The US and the major western powers (but above all the US) have identified moral virtue with wealth for decades. (The two great virtues in the United States are wealth and fame.) So it is no surprise that now that wealth is moving to the East that the West's idea of Virtue should move east too.
"... several Asian societies have succeeded because they finally understood, absorbed and implemented the seven pillars of Western wisdom, namely free-market economics, science and technology, meritocracy, pragmatism, culture of peace, rule of law and education. "
Not hardly as far as free-market economics goes. Japan, Korea, China are all countries with industrial policies that have high barriers to imports of finished goods in any category they have targeted. And FDI is difficult and imbalanced with the U.S. as well as tech transfer flows. They have been getting U.S. tech for a long time and nothing really comes back except to their own firms operations in the U.S.
And hey, since when has the U.S. fixation on free markets and free trade been pragmatic? It's more of a religious belief. They are the pragmatic ones, even China now. Ideology has gotten the U.S. in this mess.
Time we start learning form them. Or at least put our economists in a bucket and learn to properly assess the tactical and strategic situations.
The pendulum swing is obvious.
Let us hope that the West has merely been temporarily knocked to the canvas by being too cocky in the ring. The arrogance and incompetence of George W Bush, and the unwillingness of Europe to back their ideals with action, make this knock-down well deserved. But let us hope that the west will be back with its ideals of equal rights for all; to stand up and fight against those who believe in the systematic oppression of women, the hounding of groups of a different religion, and the silencing of any who do not toe the government line.
If not, the west (especially America) will turn isolationist and leave Asia, Africa and the middle east to pay for their own defence, argue for free trade to lift the poor from poverty and to create their own new ideas and inventions. Looking at history, that does not promise a pleasant or prosperous future.
Cheny ran foreign policy for America and almost destroyed America. His thirst for wars and lies proved him to be a coward in many eyes including many veterans who were Republicans.
Today we have politicians who careless about humanity in both parties and cater to those lobbyist who can fund with the love and compassion they are suppose to have for ALL AMERICANS.
Both parties do have some honest politicians but the numbers are scant. I believe that all parties in America know they have the same problems with their leadership and unless we all stand united America will change for the worse.
It is time to unite and change the way politicians thinks about America and how they receive funding for their campaign's from lobbyist. We ask for their love and compassion not greed and stupidity that is only getting worse.

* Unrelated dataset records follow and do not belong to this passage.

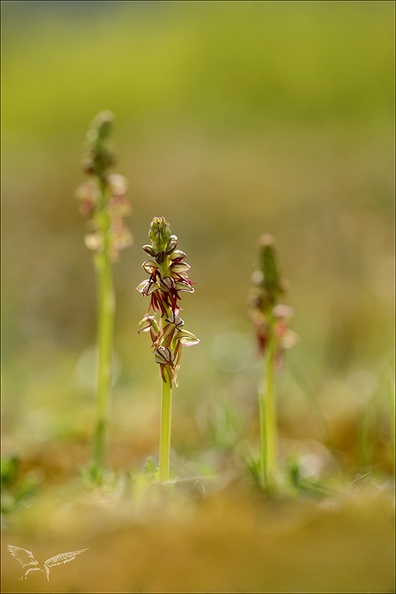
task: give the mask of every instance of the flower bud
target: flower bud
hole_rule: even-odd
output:
[[[167,249],[171,238],[171,229],[164,217],[155,217],[152,220],[149,238],[156,254]]]

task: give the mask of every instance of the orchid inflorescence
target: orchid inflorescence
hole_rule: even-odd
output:
[[[259,242],[259,269],[252,275],[253,287],[249,295],[250,316],[253,322],[259,356],[262,357],[270,339],[276,344],[276,362],[282,363],[283,352],[297,342],[297,335],[288,328],[293,310],[278,303],[288,282],[281,277],[275,253],[275,241],[265,234]]]
[[[199,339],[184,328],[184,320],[179,316],[180,293],[194,292],[187,275],[190,266],[185,261],[186,254],[177,249],[178,239],[163,217],[153,219],[149,238],[151,245],[142,248],[150,256],[142,264],[149,278],[136,288],[143,296],[150,297],[146,315],[139,324],[139,334],[150,333],[162,380],[177,386],[182,346],[199,343]],[[151,311],[154,315],[150,315]]]
[[[124,217],[131,212],[126,197],[127,180],[110,173],[115,164],[109,143],[113,120],[110,111],[102,111],[92,122],[82,161],[87,180],[77,189],[77,198],[80,213],[88,219],[85,245],[96,254],[108,251],[111,260],[116,261],[119,251],[132,244],[132,235],[124,222]]]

Or so you hope, Dean! But then Indians usually exaggerate, don't they?!!! Must be the result of all the Indian folk tales!
Truly an interesting read. For those of us who love history -- books on East/ West culture wars, fascinating indeed.
I only ask: where is the William Shakespeare among us to place this tale on stage. That the West Looks East in itself is a truism that although hard to fathom is a fact that must be acknowledged. To those who are afraid to do so, witnessing "The End of History" takes little effort . The footage /out takes are right at our door steps.